Workflow:Web Archiving Quality Assurance (QA) Workflow

From COPTR
Jump to navigation Jump to search
Web Archiving Quality Assurance (QA) Workflow
Status:Production
Tools:
Input:Live website content.
Output:Archived website content served from WARC files.
Organisation:The National Archives (UK), UK Government Web Archive

Workflow Description

UK Government Web Archive Quality Assurance (QA) Workflow


Pre-crawl checks

A report is produced from WAMDB, our management database, listing all the websites due to be crawled the following month along with useful information held in the database about each site. The list is divided between the web archiving team. The team runs through a list of checks on each website. The aim is to ensure the information we send to the crawler is as complete as possible, so the crawl is ‘right first time’. This helps to avoid additional work and temporal problems which can occur if content is added to the archive later (patching).

Checks include:

  • Is the entry url (seed) for the site correct?
  • Is the site still being updated or is it ‘dormant’. If it’s not been updated since the previous crawl we’ll postpone the crawl.
  • Is there an XML sitemap?

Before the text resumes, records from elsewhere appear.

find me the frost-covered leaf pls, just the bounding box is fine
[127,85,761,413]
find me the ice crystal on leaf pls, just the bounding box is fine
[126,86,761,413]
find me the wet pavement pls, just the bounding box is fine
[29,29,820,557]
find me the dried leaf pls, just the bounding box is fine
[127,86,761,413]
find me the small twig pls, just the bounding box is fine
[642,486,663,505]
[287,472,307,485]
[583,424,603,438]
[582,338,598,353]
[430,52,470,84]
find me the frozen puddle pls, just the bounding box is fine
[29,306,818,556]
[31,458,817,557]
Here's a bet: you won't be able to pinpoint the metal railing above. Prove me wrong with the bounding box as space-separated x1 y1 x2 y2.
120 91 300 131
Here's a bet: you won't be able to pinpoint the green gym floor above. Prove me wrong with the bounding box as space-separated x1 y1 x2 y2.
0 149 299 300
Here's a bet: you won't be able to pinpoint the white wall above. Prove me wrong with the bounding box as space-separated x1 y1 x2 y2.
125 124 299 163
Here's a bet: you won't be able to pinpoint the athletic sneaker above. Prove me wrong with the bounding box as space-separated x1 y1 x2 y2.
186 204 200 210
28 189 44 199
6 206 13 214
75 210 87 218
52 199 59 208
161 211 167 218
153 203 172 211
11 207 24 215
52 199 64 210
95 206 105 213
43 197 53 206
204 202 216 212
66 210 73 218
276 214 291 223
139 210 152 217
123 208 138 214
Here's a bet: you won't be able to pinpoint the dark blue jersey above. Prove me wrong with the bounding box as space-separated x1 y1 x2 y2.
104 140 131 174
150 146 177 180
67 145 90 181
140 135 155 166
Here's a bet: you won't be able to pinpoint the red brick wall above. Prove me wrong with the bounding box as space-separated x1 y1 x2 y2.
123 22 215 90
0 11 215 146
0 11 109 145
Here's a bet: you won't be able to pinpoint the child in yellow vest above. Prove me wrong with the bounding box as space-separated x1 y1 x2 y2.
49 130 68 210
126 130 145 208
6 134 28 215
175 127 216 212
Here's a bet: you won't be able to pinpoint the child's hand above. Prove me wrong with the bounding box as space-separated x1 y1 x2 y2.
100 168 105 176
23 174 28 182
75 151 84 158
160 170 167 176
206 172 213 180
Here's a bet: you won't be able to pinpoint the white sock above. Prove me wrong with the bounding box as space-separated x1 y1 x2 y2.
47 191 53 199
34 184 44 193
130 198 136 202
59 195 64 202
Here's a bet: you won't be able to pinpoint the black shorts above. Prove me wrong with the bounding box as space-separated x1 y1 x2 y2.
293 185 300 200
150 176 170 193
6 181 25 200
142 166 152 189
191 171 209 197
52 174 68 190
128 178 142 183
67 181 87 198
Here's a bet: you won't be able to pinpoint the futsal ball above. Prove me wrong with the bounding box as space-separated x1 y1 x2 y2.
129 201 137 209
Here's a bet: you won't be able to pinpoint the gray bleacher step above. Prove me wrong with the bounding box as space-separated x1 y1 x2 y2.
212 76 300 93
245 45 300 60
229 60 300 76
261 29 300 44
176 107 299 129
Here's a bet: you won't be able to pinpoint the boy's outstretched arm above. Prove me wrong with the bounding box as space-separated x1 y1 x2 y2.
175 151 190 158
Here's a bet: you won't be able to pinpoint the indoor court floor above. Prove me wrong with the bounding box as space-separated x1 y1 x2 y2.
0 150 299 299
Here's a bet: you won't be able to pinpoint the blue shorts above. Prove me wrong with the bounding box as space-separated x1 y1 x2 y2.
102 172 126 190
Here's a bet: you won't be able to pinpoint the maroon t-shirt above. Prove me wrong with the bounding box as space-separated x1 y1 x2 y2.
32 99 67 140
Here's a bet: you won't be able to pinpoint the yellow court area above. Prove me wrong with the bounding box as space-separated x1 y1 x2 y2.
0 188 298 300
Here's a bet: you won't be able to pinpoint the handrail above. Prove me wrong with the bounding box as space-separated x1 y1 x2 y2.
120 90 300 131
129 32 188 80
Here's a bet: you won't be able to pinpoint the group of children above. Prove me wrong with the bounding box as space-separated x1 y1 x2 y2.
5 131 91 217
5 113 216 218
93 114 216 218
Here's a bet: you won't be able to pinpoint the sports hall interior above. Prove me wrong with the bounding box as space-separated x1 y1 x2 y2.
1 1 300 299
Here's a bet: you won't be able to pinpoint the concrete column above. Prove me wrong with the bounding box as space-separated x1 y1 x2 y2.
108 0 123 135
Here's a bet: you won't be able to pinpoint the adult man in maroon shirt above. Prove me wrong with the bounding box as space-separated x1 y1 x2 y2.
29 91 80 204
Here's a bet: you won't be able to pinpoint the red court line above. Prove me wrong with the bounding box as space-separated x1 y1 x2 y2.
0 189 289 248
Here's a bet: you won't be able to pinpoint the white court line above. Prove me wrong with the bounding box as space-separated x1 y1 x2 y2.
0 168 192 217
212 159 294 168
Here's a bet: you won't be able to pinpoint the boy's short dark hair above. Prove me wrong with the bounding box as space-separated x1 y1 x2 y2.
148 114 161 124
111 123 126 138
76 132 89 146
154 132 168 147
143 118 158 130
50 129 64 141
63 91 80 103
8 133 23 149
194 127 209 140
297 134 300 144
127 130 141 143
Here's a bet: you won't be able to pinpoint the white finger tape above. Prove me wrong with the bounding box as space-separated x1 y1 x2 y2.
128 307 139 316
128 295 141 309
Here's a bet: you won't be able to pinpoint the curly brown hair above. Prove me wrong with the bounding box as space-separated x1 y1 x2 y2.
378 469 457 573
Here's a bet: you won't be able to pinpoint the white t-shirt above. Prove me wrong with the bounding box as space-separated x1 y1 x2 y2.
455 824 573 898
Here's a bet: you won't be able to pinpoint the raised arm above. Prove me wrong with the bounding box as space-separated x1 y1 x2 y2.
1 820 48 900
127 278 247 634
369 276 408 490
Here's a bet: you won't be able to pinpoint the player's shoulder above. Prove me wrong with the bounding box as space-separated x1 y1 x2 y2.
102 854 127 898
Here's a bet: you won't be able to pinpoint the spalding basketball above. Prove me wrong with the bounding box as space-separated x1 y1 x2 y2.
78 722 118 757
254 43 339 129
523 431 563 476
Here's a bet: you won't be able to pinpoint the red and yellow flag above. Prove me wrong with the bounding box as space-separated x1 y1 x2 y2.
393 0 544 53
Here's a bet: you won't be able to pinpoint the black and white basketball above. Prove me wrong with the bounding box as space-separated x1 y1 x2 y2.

Has it changed since the last crawl?
  • Update pagination patterns – web crawlers are set to capture sites to a specific number of ‘hops’ from the homepage, if the number of pages in a section is bigger than the number of ‘hops’ we send those links as additional seeds for the crawler.
  • Check for new pagination patterns.
  • Check for content hosted third party locations (eg. downloads, images).
  • Has site been redesigned since previous crawl?
  • Are there any specific checks we need to do or information we need to provide at crawl time?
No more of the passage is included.